Anthropic plans to grow its partner-facing team fivefold, with dedicated applied AI engineers that partners can work with on live customer deals, according to the vendor. Anthropic technical architects will help partners scope more complex implementations. Partners will also receive localized go-to-market support in international markets.

The company is giving partners access to a partner portal with Anthropic Academy training materials. Partners also receive the sales playbooks Anthropic go-to-market employees use and co-marketing documentation, according to the vendor. A services partner directory will list qualified partners for enterprise buyer discoverability.

Anthropic’s new certification program debuts with Claude Certified Architect, Foundations, a credential for solution architects building production applications with Claude.

AI Networking Startup Eridu Steps Out Of Stealth With More Than $200M In Funding

AI networking startup Eridu surfaced from stealth mode this week with more than $200 million in funding and plans to disrupt the $200 billion AI networking market.

Eridu, based in Saratoga, Calif., and led by entrepreneur Drew Perkins, believes that networking is not keeping up with the rapidly increasing demands from AI systems. The startup’s mission is to meet current and future AI demands by “breaking infrastructure barriers holding it back,” in the data center, the company revealed.

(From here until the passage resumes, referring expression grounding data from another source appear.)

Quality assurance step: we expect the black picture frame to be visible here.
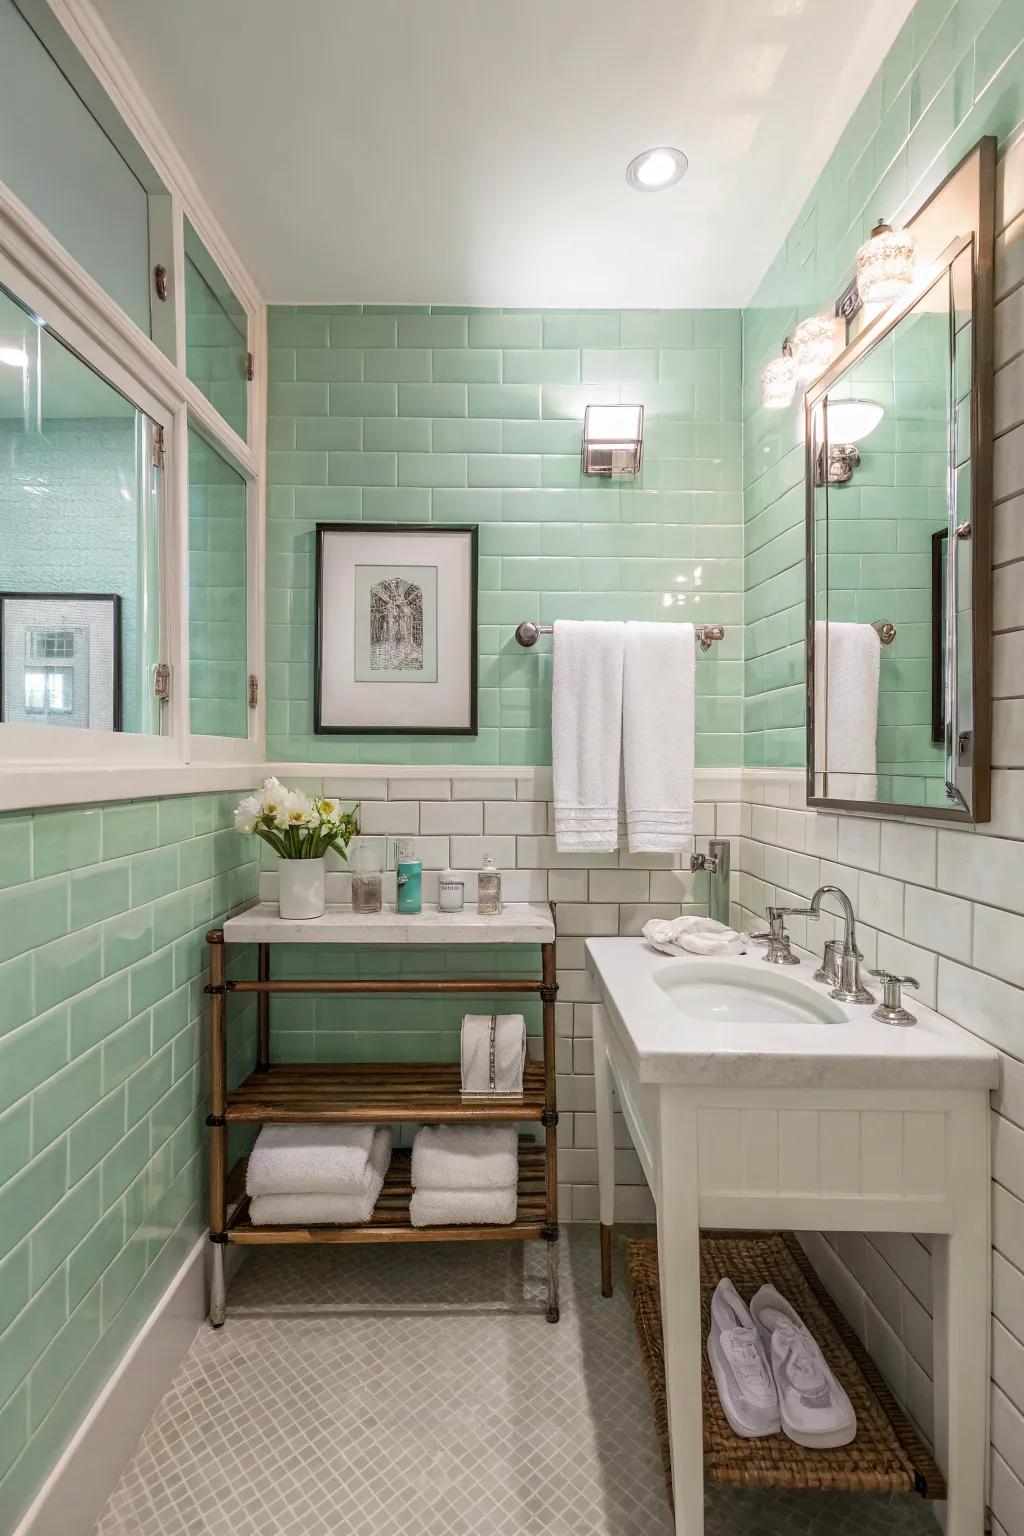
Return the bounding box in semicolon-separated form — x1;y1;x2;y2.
314;523;478;736
931;528;948;745
0;592;123;731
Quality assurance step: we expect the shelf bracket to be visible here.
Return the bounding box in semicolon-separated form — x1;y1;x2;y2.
204;981;235;995
539;984;558;1002
209;1232;228;1244
541;1108;559;1128
541;1225;559;1243
206;1113;226;1128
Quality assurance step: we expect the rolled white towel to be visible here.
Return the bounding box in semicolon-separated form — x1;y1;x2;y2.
246;1122;379;1197
249;1127;392;1226
411;1124;519;1191
642;915;749;957
460;1012;526;1096
409;1185;518;1228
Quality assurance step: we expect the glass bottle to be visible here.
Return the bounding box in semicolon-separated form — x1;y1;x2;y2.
477;854;502;916
350;838;382;914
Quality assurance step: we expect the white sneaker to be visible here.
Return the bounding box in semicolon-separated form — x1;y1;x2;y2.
750;1284;857;1449
707;1277;781;1437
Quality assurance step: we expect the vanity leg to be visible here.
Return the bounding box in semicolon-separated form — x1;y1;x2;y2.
933;1101;990;1536
210;1242;226;1328
545;1234;560;1323
207;931;229;1329
593;1003;616;1297
658;1095;704;1536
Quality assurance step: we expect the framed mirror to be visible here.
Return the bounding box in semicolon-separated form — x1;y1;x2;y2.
805;140;994;823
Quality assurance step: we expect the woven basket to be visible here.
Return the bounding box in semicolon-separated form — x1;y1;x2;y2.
626;1230;945;1502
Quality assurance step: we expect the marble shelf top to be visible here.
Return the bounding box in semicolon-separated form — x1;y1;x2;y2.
222;901;555;945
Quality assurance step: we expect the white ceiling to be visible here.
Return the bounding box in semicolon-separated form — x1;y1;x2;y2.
91;0;914;309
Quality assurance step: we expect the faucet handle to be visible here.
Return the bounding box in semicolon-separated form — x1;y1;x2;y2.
869;970;919;1026
760;907;801;965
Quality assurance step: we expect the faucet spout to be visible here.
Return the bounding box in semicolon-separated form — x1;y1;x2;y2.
808;885;874;1004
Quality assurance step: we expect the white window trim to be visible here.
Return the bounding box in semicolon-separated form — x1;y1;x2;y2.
0;0;268;810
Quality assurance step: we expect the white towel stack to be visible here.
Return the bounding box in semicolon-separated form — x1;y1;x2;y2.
409;1124;519;1227
460;1012;527;1097
246;1123;392;1226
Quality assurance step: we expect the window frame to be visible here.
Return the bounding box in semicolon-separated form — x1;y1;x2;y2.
0;0;266;808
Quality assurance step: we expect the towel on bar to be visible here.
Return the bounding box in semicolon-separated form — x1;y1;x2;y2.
552;619;625;853
460;1013;526;1097
622;621;695;853
411;1124;519;1190
409;1186;518;1228
248;1128;392;1225
246;1122;379;1197
813;621;880;801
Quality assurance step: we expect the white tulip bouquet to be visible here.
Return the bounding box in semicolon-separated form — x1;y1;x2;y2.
234;777;359;860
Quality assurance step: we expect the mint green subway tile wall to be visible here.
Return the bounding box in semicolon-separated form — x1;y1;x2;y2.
188;430;249;739
743;0;1024;768
266;307;744;766
0;794;258;1527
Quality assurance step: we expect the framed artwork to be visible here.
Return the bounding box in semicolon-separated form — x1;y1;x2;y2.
0;592;122;731
315;524;478;735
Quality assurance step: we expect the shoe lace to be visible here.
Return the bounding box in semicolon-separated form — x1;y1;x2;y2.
723;1327;774;1400
776;1323;832;1406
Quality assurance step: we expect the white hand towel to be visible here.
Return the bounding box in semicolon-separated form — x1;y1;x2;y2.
246;1122;378;1197
813;621;880;801
411;1124;519;1190
552;619;625;853
460;1013;526;1096
248;1128;392;1225
409;1186;518;1228
623;621;695;852
643;915;749;957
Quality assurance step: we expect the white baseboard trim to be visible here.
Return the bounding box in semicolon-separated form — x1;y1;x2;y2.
12;1235;242;1536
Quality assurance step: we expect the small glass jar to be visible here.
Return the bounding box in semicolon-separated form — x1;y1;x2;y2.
438;868;465;913
350;838;383;914
477;854;502;916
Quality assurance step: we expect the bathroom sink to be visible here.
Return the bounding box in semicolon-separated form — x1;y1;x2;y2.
652;958;847;1026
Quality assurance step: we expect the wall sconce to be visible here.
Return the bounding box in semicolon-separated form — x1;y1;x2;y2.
790;315;838;379
815;397;885;484
856;218;917;305
760;341;797;409
581;403;644;476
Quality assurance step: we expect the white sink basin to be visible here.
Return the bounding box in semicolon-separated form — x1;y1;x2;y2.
653;958;846;1026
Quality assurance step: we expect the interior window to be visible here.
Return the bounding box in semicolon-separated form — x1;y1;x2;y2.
0;283;162;734
188;428;249;738
184;220;248;440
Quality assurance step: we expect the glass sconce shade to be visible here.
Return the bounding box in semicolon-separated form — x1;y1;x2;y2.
760;350;797;409
823;397;884;443
582;403;643;476
791;315;837;379
856;220;917;305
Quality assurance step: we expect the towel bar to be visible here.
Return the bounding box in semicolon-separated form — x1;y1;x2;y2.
514;620;726;652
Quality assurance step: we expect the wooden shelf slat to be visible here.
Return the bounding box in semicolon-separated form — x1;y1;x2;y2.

Eridu’s oversubscribed Series A round was led by Socratic Partners, John Doerr, Hudson River Trading, Capricorn Investment Group and Matter Venture Partners, with participation by SBVA, MediaTek, Bosch Ventures, TDK Ventures, Eclipse Capital, and VentureTech Alliance, among others, the company said.

Eridu said the funding will be used to complete development of its offering.

Eridu is building what it calls a “clean-sheet” networking design, which includes a network switch that provides an “order-of-magnitude advance in performance, radix and efficiency needed to meet current and future AI demands,” the company said.

Business continuity and disaster recovery startup Slide, meanwhile, got noticed this week when it raised $70 million in Series B funding to accelerate product growth, hire aggressively and expand into Europe.